Let us pass from this to note the noble lesson that the last poem, entitled "Epilogue," conveys. Three speakers tell in turn their feeling of the Divine Presence. The first intones the old Hebrew notion, loved by the childhood of all races and countries, that the Lord's Face fills His earthly temple at stated periods, culminating with the human glory of psalms and hallelujahs, to absorb and shine in the rejoicing of the worshippers, to sink back again into the invisible upon the dying strain. The second speaker describes the reaction, when the enthusiastic belief of early times is replaced by a dull sense that no Face shines, by a doubt if beyond the darkness and the distance there be yet a God who will answer to the old rapture, a sun to rise when man's heart rises, a love corresponding to his ecstasy:—
"Where may hide what came and loved our clay?

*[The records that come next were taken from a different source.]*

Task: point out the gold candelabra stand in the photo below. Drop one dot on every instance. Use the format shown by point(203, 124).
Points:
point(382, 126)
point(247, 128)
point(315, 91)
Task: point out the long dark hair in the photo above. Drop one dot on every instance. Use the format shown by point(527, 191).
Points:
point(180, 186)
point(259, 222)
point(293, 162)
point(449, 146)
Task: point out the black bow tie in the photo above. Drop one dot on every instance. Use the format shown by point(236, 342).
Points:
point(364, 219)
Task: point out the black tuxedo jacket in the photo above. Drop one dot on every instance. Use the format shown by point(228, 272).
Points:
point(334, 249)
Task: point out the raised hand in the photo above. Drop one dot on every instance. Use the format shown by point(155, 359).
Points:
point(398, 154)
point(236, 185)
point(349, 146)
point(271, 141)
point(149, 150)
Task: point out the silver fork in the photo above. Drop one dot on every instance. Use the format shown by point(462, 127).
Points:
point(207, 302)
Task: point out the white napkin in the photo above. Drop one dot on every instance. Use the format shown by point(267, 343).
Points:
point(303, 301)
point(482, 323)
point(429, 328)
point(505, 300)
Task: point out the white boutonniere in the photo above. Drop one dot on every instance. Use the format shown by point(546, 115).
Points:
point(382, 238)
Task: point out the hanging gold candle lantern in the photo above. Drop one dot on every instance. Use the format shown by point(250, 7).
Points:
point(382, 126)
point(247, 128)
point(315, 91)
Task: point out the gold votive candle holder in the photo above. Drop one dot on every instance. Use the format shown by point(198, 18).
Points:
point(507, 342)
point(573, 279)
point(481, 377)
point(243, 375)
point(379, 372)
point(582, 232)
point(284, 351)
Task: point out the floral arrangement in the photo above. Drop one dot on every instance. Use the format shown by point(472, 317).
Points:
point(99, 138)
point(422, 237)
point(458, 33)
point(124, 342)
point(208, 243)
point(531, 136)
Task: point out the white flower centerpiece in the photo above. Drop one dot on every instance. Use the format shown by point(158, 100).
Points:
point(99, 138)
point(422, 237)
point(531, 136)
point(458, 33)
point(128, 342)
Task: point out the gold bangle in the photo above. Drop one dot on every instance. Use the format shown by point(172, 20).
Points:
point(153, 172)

How shall the sage detect in yon expanse
The star which chose to stoop and stay for us?
Unroll the records!"
But the third speaker bids the records be closed, that man may worship the God who lives, instead of regretting that He lived of old. Take the least man, observe his head and heart, find how he differs from every other man; see how Nature by degrees grows around him, to nourish, infold, and set him off, to enrich him with opportunities, as if he were her only foster-child, and to flatter thus every other man in turn, making him her darling as though in expectation of finding no other, till, having extorted all his worth and beauty, and cherished him to the utmost of his possible life, she rolls away elsewhere, continually keeping up this pageant of humanity:—
"Why, where's the need of Temple, when the walls
O' the world are that? What use of swells and falls
From Levites' choir, Priests' cries, and trumpet-calls?
That one Face, far from vanish, rather grows,
Or decomposes but to recompose,
Become my universe that feels and knows!"
This is the true religion, hallowing the poet's gifts and inviting them to celebrate and express it. We wish that the lines would let their meaning meet us with a more level gaze. In the poems of this class there is riper thought and a clearer intuition, toward which all the previous poems of Mr. Browning appear to have struggled, faring from the East to contribute myrrh, frankincense, and gems to this simplicity.